Being without sacrifice, in the strict sense of the term, Protestants seem to consider prayer as a sacrifice; hence, possibly, their repugnance to offer prayer to the Saints, as we do; hence, too, the accusation they bring against us, of honouring the Saints almost more than God, though the Bible itself amply demonstrates the influence and love of the Saints in our regard, and gives many examples of the honour and prayer men have offered to them.


From what has here been said, it will appear that there are points of difference between the Holy Eucharist as a Sacrament and as a Sacrifice.

1. As a sacrament, its efficacy and power lie in its worthy reception into the soul, while, as a sacrifice, it is the oblation or offering that constitutes its essence and efficiency.

2. As a sacrament, the Holy Eucharist increases grace and merit in the soul of the worthy communicant, and does for his soul what food does for his body, while, as a sacrifice, it pays homage to God and is able to make atonement and reparation for sin, like the sacrifice of Calvary, of which indeed it is the continuation to the end of time.

3. In its quality of sacrament, the Holy Eucharist benefits him only who receives it as his spiritual food, and that too in proportion to the fervour and devotion he brings to its reception.
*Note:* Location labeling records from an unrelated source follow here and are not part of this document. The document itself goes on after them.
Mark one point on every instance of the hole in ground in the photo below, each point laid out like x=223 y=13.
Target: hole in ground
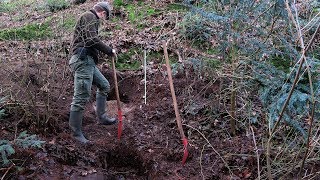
x=124 y=158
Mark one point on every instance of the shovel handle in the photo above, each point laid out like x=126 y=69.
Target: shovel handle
x=116 y=84
x=118 y=98
x=174 y=98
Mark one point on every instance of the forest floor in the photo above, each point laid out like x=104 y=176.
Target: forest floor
x=150 y=146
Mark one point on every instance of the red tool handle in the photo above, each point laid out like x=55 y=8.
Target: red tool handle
x=118 y=99
x=120 y=124
x=185 y=150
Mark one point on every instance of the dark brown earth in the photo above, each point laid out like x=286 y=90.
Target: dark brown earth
x=41 y=86
x=150 y=146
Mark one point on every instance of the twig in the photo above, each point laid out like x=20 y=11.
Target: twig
x=201 y=168
x=4 y=175
x=204 y=137
x=312 y=111
x=301 y=60
x=257 y=151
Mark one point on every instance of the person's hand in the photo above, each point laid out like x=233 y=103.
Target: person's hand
x=114 y=53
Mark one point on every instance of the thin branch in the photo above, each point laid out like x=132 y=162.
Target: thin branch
x=204 y=137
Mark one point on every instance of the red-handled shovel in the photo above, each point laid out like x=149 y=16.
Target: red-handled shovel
x=118 y=99
x=178 y=118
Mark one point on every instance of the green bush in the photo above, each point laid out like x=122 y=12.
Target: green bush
x=2 y=111
x=24 y=140
x=57 y=5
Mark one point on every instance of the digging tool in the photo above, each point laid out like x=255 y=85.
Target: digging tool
x=178 y=118
x=118 y=98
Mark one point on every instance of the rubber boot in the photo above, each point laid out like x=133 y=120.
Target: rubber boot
x=101 y=111
x=75 y=123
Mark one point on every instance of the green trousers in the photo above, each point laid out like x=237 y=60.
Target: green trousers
x=86 y=74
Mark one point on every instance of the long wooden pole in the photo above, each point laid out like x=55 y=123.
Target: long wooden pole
x=176 y=110
x=118 y=98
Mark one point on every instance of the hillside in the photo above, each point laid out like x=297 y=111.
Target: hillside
x=231 y=75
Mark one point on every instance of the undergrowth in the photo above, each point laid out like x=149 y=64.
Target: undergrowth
x=24 y=140
x=33 y=31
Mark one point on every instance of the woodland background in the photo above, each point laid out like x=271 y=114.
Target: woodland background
x=246 y=75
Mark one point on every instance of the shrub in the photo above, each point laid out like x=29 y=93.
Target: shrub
x=57 y=5
x=24 y=140
x=27 y=32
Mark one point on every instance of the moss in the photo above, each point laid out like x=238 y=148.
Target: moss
x=68 y=23
x=10 y=6
x=177 y=7
x=212 y=63
x=126 y=60
x=27 y=32
x=281 y=63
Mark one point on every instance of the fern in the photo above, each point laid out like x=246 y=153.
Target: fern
x=2 y=111
x=275 y=88
x=6 y=150
x=24 y=140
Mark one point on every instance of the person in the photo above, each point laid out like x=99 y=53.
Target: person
x=85 y=48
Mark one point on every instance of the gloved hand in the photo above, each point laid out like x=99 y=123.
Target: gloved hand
x=114 y=52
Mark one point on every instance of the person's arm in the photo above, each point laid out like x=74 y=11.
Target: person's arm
x=92 y=39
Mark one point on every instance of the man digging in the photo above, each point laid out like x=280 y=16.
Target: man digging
x=85 y=47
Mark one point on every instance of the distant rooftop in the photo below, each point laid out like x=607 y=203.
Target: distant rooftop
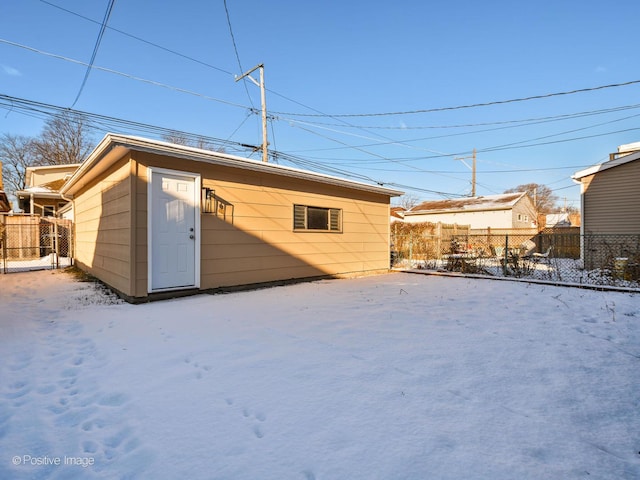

As a sacrifice, however, it benefits the Universal Church, nay the whole world to some extent, inasmuch as it brings down God’s blessings on men, and tends to appease the Divine anger, aroused by the sins of the world.

4. The chief object of the Eucharist as a sacrament is to sanctify the hearts of men through their reception of it, as their supernatural food and support; such close contact with the sanctity of God is bound to work its effect upon them, purifying them more and more, and leading them to the heights of sanctity. On the other hand, the chief object of the Sacrifice of the Eucharist, is to offer to God the supreme homage and adoration, which, as His creatures, we owe to Him, and by it we offer worship truly worthy of Himself, inasmuch as therein is presented to the eternal Father His own Divine Son, as the victim of infinite value.

These few thoughts show how there is found to be a clear difference in the Holy Eucharist considered as Sacrament or Sacrifice, and the remembrance of these distinctions will enable us to see the need of the twofold division of our subject.